E(m) = \int_0^{\pi/2} \sqrt{1 - m \sin^2 x} \, dx

Here’s the calculation for the length of a rose:

\int_0^{2\pi} \sqrt{r^2 + (r')^2}\, d\theta &=& \int_0^{2\pi} \sqrt{\cos^2 k\theta + k^2 \sin^2 k\theta} \, d\theta \\ &=& \int_0^{2\pi} \sqrt{\cos^2 u + k^2 \sin^2 u} \, du \\ &=& 4 \int_0^{\pi/2} \sqrt{\cos^2 u + k^2 \sin^2 u} \, du \\ &=& 4 \int_0^{\pi/2} \sqrt{1 + (k^2-1) \sin^2 u} \, du \\ &=& 4 E(-k^2 + 1)

So the arc length of the rose r = cos(kθ) with θ running from 0 to 2π is 4 E(-k² + 1). You can calculate E in SciPy with scipy.special.ellipe.

If we compute the length of the rose at the top of the post, we get 4 E(-24) = 21.01. Does that pass the sniff test? Each petal goes from r = 0 out to r = 1 and back. If the petal were a straight line, this would have length 2. Since the petals are curved, the length of each is a little more than 2. There are five petals, so the result should be a little more than 10. But we got a little more than 20. How can that be? Since 5 is odd, the rose with k = 5 traces each petal twice, so we should expect a value of a little more than 20, which is what we got.

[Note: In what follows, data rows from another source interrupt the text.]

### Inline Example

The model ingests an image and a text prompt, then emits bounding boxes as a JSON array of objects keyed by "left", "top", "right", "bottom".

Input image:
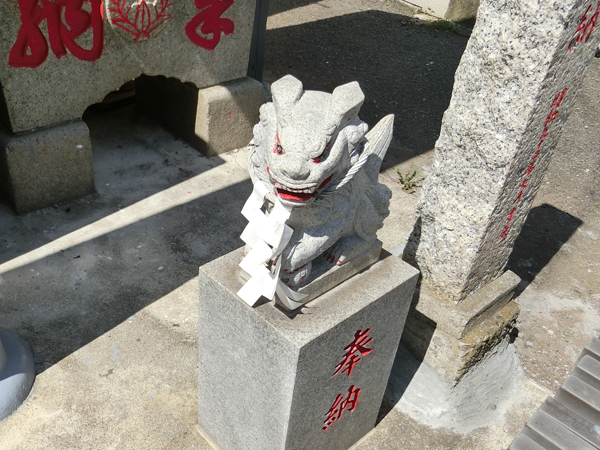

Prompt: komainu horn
[{"left": 240, "top": 75, "right": 394, "bottom": 309}]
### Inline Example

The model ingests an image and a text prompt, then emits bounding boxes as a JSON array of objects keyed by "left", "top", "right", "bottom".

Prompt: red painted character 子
[
  {"left": 323, "top": 385, "right": 360, "bottom": 431},
  {"left": 185, "top": 0, "right": 235, "bottom": 50},
  {"left": 8, "top": 0, "right": 104, "bottom": 68},
  {"left": 332, "top": 328, "right": 373, "bottom": 376}
]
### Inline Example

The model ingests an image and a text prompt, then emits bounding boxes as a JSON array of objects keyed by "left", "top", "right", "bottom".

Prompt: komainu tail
[{"left": 364, "top": 114, "right": 394, "bottom": 181}]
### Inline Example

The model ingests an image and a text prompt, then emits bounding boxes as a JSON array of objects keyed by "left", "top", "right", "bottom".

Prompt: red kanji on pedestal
[
  {"left": 8, "top": 0, "right": 104, "bottom": 68},
  {"left": 185, "top": 0, "right": 235, "bottom": 50},
  {"left": 332, "top": 328, "right": 373, "bottom": 376},
  {"left": 323, "top": 385, "right": 360, "bottom": 431}
]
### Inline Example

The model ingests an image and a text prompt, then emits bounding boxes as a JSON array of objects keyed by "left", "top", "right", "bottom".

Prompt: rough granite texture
[
  {"left": 198, "top": 249, "right": 417, "bottom": 450},
  {"left": 0, "top": 0, "right": 256, "bottom": 132},
  {"left": 402, "top": 271, "right": 520, "bottom": 383},
  {"left": 405, "top": 0, "right": 600, "bottom": 301},
  {"left": 135, "top": 76, "right": 264, "bottom": 156},
  {"left": 444, "top": 0, "right": 480, "bottom": 22},
  {"left": 0, "top": 120, "right": 94, "bottom": 214},
  {"left": 249, "top": 75, "right": 394, "bottom": 287}
]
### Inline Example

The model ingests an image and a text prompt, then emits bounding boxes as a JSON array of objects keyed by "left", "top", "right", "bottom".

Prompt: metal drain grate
[{"left": 508, "top": 339, "right": 600, "bottom": 450}]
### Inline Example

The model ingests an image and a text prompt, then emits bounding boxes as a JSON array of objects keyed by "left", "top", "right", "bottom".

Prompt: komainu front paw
[
  {"left": 325, "top": 236, "right": 371, "bottom": 266},
  {"left": 281, "top": 262, "right": 312, "bottom": 287}
]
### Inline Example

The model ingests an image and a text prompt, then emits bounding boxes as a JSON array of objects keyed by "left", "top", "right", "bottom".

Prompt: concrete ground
[{"left": 0, "top": 0, "right": 600, "bottom": 450}]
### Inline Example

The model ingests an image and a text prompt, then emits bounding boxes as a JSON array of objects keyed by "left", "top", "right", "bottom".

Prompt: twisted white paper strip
[{"left": 237, "top": 180, "right": 306, "bottom": 310}]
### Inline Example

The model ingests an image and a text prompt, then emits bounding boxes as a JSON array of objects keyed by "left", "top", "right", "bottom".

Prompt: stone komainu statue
[{"left": 249, "top": 75, "right": 394, "bottom": 287}]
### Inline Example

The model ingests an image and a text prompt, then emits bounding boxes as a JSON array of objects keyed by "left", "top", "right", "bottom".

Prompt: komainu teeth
[{"left": 273, "top": 180, "right": 317, "bottom": 194}]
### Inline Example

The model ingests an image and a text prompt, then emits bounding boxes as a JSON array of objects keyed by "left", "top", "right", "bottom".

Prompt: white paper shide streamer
[{"left": 237, "top": 180, "right": 306, "bottom": 310}]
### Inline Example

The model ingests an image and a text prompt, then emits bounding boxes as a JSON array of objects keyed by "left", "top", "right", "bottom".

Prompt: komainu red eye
[{"left": 273, "top": 133, "right": 285, "bottom": 155}]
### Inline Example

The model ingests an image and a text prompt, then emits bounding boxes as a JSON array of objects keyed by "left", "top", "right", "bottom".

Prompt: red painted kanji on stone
[
  {"left": 8, "top": 0, "right": 104, "bottom": 68},
  {"left": 500, "top": 88, "right": 569, "bottom": 238},
  {"left": 108, "top": 0, "right": 173, "bottom": 41},
  {"left": 569, "top": 3, "right": 600, "bottom": 51},
  {"left": 332, "top": 328, "right": 373, "bottom": 376},
  {"left": 323, "top": 385, "right": 360, "bottom": 431},
  {"left": 185, "top": 0, "right": 235, "bottom": 50}
]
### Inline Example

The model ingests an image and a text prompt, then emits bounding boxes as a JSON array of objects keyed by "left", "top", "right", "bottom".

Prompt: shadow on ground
[
  {"left": 264, "top": 11, "right": 468, "bottom": 169},
  {"left": 507, "top": 203, "right": 583, "bottom": 294}
]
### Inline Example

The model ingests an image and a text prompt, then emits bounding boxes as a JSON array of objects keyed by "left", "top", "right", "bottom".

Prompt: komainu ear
[
  {"left": 271, "top": 75, "right": 304, "bottom": 126},
  {"left": 331, "top": 81, "right": 365, "bottom": 128}
]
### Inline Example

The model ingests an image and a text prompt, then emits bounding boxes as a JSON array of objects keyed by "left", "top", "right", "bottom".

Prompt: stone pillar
[
  {"left": 0, "top": 120, "right": 94, "bottom": 214},
  {"left": 403, "top": 0, "right": 600, "bottom": 382},
  {"left": 405, "top": 0, "right": 600, "bottom": 301}
]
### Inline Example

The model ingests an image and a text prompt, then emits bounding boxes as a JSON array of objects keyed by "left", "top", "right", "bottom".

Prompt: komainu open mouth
[{"left": 269, "top": 173, "right": 333, "bottom": 203}]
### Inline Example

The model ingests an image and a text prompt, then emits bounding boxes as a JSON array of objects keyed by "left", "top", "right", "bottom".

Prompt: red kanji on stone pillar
[
  {"left": 332, "top": 328, "right": 373, "bottom": 376},
  {"left": 323, "top": 385, "right": 360, "bottom": 431},
  {"left": 185, "top": 0, "right": 235, "bottom": 50},
  {"left": 8, "top": 0, "right": 104, "bottom": 68},
  {"left": 569, "top": 3, "right": 600, "bottom": 51}
]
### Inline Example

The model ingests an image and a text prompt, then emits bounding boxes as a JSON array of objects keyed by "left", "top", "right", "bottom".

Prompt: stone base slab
[
  {"left": 406, "top": 0, "right": 479, "bottom": 22},
  {"left": 136, "top": 75, "right": 264, "bottom": 156},
  {"left": 198, "top": 249, "right": 418, "bottom": 450},
  {"left": 298, "top": 240, "right": 382, "bottom": 303},
  {"left": 402, "top": 271, "right": 520, "bottom": 383},
  {"left": 0, "top": 120, "right": 94, "bottom": 214}
]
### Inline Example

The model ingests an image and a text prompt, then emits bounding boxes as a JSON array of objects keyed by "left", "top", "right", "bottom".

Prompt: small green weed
[{"left": 396, "top": 164, "right": 425, "bottom": 194}]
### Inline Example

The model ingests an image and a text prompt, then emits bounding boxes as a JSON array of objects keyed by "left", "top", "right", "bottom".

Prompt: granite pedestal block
[
  {"left": 0, "top": 120, "right": 94, "bottom": 214},
  {"left": 136, "top": 76, "right": 264, "bottom": 156},
  {"left": 198, "top": 249, "right": 418, "bottom": 450}
]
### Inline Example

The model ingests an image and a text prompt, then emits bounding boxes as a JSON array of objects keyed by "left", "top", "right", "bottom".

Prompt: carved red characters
[
  {"left": 500, "top": 88, "right": 569, "bottom": 238},
  {"left": 323, "top": 328, "right": 373, "bottom": 431},
  {"left": 108, "top": 0, "right": 173, "bottom": 41},
  {"left": 185, "top": 0, "right": 234, "bottom": 50},
  {"left": 333, "top": 328, "right": 373, "bottom": 376},
  {"left": 569, "top": 3, "right": 600, "bottom": 51},
  {"left": 323, "top": 385, "right": 360, "bottom": 431},
  {"left": 8, "top": 0, "right": 104, "bottom": 68}
]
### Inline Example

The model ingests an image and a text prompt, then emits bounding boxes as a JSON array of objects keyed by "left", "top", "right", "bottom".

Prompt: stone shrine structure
[
  {"left": 404, "top": 0, "right": 600, "bottom": 379},
  {"left": 0, "top": 0, "right": 263, "bottom": 213}
]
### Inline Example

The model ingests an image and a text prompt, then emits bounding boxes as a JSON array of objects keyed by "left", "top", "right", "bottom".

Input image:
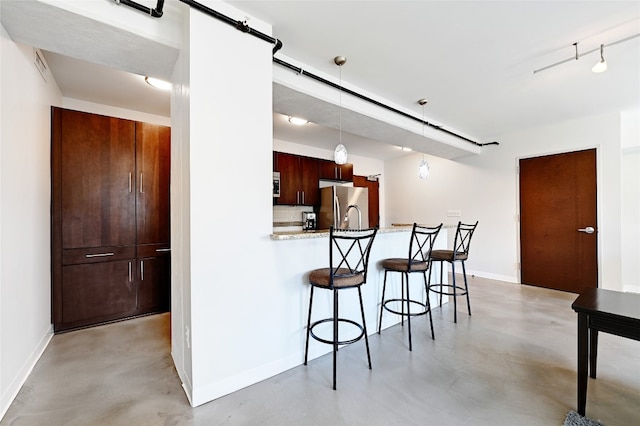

As k gets larger, the petals come closer to being straight lines. So we should expect that 4E(-k² + 1) approaches 4k as k gets large. The following plot of E(-k² + 1) – k provides empirical support for this conjecture by showing that the difference approaches 0, and gives an idea of the rate of convergence. It should be possible to prove that, say, that E(-k²) asymptotically approaches k, but I haven’t done this.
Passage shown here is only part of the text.